Réunion du jeudi 13 avril 2023 à 15h30
Commission d'enquête sur le coût de la vie dans les collectivités territoriales régies par les articles 73 et 74 de la constitution

Max Dubois, ancien conseiller spécial du ministre délégué chargé des outre-mer :

Ils ont droit, comme toutes les entreprises, à tous les subsides relevant des premier et deuxième piliers de la politique agricole commune : le Fonds européen de développement régional, le Fonds européen agricole pour le développement rural ou le Fonds européen pour les affaires maritimes et la pêche, c'est-à-dire l'ensemble des fonds disponibles en matière de dynamisation. Quand on crée une usine de yaourts par exemple, on peut aller chercher dans tous les fonds disponibles ainsi que dans le Posei, selon qu'il s'agit d'investissements dans les machines ou dans les bâtiments.

Personne ne compile les montants. Bercy sait, bien sûr, mais c'est couvert par le secret. Le secret des affaires, il en faut : n'étant pas l'affreux gauchiste qu'on vilipende souvent, je considère qu'il est nécessaire. Je veux juste limiter la voracité.

Il y a des choses qui se remarquent. J'ai été beaucoup troublé par un fait qui révèle, sinon une entente, du moins une complicité extraordinaire : la marraine du magnifique bateau qui a été fabriqué pour CMA CGM, il y a quelques années, celle qui a cassé la bouteille de champagne, était Mme Hayot.
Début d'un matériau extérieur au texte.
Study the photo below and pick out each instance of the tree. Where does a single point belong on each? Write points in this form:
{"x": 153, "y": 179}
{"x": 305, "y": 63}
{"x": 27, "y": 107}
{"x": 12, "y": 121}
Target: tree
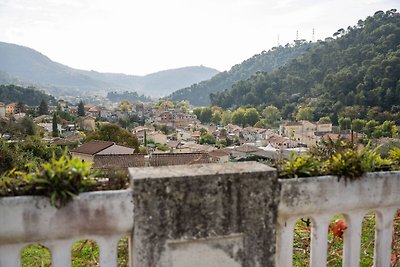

Cela me choque de voir qu'un transporteur puissant dans les outre-mer a autant de proximité avec le groupe Hayot. Je ne sais pas combien celui-ci paie ses conteneurs : il a peut-être des accords. Je n'en sais rien, mais on peut le supposer, puisque ces acteurs s'entendent si bien que Mme Hayot, dont je n'ai pas le souvenir qu'elle ait des fonctions dans le groupe, joue ce rôle publiquement – des photos ont été publiées. Je m'interroge tout autant quand je vois mon ex-ministre passer autant de moments de convivialité avec MM. Hayot et Saadé. Y a-t-il une entente ? Je n'en sais rien, mais tout cela existe. C'est à eux qu'il faudrait poser la question.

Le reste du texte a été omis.